Here at USF, just weeks before the invasion, two of my colleagues—one in the Politics Department and one in the History Department—engaged in a public debate with former Politics professor Cynthia Boaz and I. They repeated many of the administration’s lies in their desperate attempt to convince USF students that Iraq was somehow such a dire threat to our national security that it required a U.S. invasion and occupation and that it would somehow be worth all the resulting human, financial and environmental costs. They also claimed that, despite the United States being the primary supporter of the region’s worst dictatorships, the Bush administration was committed to building democracy in Iraq and that a U.S.-occupied Iraq would be a model for freedom and prosperity in the region.

Professor Boaz and I correctly observed that Iraq was not a threat, had probably rid itself of all its proscribed weapons and weapons systems, and that a U.S. invasion and occupation would be a clear violation of international law and the United Nations charter, would result in years of bloody counter-insurgency war, sectarian conflict, and a rise in Islamist extremism and sectarian conflict which would make the establishment of a stable democracy impossible.  I had done extensive empirical research on Iraq over the previous fifteen years and was quite confident in my assessment, as were most scholars familiar with the Middle East.

One of our colleagues, however, insisted that area specialists like us could not be trusted because, in his words, we tend to “go native” (as in developing too much sympathy towards the populations we study to be able to engage in objective analysis) and that President Bush actually had a better grasp of what was best for the Middle East (and presumably other regions of the world).

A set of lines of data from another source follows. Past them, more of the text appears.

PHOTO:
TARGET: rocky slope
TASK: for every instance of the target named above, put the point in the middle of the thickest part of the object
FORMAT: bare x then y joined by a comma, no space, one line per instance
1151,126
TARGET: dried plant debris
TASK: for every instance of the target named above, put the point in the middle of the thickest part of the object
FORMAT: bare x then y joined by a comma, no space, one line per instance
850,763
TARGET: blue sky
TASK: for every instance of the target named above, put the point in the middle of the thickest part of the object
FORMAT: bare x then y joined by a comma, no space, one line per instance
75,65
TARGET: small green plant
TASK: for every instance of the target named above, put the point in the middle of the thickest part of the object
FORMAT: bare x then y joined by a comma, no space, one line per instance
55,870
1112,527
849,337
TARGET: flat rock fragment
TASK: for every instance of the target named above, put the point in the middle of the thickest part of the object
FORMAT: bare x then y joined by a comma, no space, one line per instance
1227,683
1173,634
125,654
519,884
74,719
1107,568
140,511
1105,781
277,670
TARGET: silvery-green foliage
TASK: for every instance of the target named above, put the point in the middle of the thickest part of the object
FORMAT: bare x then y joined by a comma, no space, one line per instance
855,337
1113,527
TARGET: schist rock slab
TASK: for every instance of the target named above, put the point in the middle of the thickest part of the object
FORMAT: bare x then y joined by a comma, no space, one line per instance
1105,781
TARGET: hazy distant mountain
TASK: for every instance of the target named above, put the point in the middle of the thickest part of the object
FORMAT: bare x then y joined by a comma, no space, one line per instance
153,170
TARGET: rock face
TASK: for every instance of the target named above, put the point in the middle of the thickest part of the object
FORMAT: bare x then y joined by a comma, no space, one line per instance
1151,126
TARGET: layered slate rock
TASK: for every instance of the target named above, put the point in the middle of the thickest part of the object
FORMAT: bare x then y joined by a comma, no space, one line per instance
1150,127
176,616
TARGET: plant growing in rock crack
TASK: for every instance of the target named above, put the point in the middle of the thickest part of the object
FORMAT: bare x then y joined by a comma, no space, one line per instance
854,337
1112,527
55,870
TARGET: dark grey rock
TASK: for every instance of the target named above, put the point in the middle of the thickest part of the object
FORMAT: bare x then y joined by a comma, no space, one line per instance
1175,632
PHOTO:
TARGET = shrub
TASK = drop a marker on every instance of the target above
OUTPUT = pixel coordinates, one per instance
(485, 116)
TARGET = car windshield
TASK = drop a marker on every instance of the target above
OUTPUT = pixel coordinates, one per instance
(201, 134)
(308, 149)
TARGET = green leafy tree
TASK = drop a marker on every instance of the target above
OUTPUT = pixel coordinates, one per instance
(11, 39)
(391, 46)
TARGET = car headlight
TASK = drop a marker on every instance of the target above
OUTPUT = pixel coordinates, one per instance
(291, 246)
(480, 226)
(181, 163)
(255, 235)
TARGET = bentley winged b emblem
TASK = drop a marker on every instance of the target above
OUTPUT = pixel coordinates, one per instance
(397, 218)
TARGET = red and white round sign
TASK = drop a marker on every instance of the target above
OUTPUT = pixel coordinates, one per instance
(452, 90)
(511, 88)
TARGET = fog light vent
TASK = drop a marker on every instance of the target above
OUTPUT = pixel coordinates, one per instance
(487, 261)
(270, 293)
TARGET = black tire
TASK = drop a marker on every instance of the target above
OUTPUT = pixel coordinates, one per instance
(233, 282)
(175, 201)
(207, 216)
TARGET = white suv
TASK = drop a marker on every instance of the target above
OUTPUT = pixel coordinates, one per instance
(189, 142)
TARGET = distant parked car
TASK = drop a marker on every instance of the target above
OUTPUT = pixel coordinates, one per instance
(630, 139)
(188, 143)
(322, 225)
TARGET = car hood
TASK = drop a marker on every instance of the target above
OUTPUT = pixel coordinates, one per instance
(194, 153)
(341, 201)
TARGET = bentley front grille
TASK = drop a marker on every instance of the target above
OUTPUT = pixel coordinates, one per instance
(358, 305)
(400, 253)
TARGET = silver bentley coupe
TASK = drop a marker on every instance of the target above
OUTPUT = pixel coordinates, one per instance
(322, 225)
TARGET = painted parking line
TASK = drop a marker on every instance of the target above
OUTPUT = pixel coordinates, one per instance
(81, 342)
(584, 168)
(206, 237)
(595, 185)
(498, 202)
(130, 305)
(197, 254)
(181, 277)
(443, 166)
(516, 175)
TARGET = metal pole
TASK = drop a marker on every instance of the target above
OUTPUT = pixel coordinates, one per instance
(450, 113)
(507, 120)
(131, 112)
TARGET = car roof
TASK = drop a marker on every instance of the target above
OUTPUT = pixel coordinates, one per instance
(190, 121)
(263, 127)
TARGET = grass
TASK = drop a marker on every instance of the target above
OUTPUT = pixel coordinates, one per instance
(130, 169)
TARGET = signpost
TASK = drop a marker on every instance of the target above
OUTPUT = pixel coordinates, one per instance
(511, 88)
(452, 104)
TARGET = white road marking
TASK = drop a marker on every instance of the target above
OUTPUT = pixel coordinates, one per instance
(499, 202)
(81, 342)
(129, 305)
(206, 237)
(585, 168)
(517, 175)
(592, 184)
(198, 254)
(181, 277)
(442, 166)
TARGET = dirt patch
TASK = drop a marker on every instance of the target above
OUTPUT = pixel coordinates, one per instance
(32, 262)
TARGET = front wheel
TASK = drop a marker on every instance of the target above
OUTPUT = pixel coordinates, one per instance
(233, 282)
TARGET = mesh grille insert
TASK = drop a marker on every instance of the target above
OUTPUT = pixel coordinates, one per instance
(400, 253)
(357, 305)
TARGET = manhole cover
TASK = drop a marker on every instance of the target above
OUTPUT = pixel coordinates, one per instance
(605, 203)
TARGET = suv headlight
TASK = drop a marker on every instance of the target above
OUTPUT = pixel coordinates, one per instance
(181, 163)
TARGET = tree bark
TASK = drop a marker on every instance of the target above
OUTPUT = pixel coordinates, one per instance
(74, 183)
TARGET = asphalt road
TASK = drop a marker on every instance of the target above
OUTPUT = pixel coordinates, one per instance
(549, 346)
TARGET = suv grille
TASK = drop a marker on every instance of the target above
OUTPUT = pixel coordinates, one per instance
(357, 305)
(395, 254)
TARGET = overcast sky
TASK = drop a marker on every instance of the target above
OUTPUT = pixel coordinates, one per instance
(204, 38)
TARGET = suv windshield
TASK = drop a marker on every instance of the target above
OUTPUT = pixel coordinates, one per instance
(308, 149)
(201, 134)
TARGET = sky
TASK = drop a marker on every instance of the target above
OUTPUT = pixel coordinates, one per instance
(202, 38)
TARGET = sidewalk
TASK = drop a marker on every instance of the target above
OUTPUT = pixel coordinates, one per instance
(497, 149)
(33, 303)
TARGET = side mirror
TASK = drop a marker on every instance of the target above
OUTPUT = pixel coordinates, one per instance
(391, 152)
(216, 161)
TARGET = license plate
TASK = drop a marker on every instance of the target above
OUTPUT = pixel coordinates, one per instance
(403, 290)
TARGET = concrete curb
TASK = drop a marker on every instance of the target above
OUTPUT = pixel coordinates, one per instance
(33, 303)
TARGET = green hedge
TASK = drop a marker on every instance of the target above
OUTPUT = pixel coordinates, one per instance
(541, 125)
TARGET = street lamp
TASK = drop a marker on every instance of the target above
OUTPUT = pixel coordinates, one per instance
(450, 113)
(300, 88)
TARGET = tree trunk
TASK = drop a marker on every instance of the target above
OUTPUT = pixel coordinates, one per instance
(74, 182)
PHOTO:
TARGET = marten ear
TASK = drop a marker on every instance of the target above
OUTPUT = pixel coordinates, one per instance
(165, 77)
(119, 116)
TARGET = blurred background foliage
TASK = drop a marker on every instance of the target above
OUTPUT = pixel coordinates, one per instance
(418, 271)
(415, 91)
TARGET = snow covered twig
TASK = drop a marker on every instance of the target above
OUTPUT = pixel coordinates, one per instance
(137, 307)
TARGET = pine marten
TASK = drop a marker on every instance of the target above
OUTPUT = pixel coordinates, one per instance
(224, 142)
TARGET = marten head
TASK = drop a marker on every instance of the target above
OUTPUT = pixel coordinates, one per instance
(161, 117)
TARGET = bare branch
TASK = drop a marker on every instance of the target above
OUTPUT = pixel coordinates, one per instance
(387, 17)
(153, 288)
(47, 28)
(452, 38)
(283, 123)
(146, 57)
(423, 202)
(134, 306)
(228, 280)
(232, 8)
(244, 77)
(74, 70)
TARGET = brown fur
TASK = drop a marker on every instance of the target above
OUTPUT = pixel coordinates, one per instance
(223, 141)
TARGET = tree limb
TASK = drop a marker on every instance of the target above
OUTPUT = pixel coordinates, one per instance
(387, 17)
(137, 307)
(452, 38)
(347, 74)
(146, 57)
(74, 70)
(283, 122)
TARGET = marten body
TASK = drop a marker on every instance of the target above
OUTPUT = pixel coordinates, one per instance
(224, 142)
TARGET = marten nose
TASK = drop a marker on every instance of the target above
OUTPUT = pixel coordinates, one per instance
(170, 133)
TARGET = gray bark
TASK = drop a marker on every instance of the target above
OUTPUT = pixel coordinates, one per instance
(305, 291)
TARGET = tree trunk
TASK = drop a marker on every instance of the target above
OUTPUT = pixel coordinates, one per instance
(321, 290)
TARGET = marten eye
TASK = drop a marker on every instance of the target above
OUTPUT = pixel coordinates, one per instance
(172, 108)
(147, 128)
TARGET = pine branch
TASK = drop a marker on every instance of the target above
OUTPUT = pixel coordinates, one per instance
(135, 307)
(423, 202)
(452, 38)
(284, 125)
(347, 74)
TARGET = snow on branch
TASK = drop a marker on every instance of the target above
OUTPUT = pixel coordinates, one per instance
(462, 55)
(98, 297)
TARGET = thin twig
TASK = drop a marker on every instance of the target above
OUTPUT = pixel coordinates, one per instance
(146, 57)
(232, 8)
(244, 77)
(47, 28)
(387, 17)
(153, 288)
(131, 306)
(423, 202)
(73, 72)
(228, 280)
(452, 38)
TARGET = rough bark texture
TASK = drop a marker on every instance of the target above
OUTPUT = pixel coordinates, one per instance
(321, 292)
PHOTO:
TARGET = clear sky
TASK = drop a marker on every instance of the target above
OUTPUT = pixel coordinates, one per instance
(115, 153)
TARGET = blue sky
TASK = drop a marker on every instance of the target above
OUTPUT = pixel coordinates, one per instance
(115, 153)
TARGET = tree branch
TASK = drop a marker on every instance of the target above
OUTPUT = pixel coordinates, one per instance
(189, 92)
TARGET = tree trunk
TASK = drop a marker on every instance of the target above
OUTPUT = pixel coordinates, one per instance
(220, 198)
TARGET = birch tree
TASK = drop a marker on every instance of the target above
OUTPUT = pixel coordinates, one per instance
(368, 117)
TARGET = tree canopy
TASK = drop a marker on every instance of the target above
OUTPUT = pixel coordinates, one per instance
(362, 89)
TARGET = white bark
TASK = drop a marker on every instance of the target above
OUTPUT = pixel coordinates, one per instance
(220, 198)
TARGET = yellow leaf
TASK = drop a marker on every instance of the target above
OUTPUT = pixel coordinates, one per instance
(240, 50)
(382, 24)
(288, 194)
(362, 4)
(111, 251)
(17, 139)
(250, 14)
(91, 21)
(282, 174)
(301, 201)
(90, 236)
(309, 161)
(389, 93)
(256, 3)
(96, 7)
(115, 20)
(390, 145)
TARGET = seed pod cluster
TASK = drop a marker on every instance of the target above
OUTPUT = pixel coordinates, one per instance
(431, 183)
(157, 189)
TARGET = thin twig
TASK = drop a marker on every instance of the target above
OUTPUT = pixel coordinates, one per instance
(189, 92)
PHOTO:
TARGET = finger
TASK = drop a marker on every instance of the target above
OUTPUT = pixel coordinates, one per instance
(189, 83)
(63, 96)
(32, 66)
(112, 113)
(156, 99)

Particularly disturbing about these arguments was the implication that the unsubstantiated claims of the administration (led by two former oil company executives who clearly coveted Iraq’s natural resources) were somehow more reliable than empirical research by respected scholars familiar with the region.  The message, in effect, was “Trust the State.  If the leaders say we must go to war, just go along.  Don’t question what they tell you.”

The lesson to today’s students is this:  Do not to trust the government when it says we must go to war in a far off land (particularly if it has lots of oil).And don’t trust professors who tell you to ignore relevant scholarship and simply believe whatever the president says.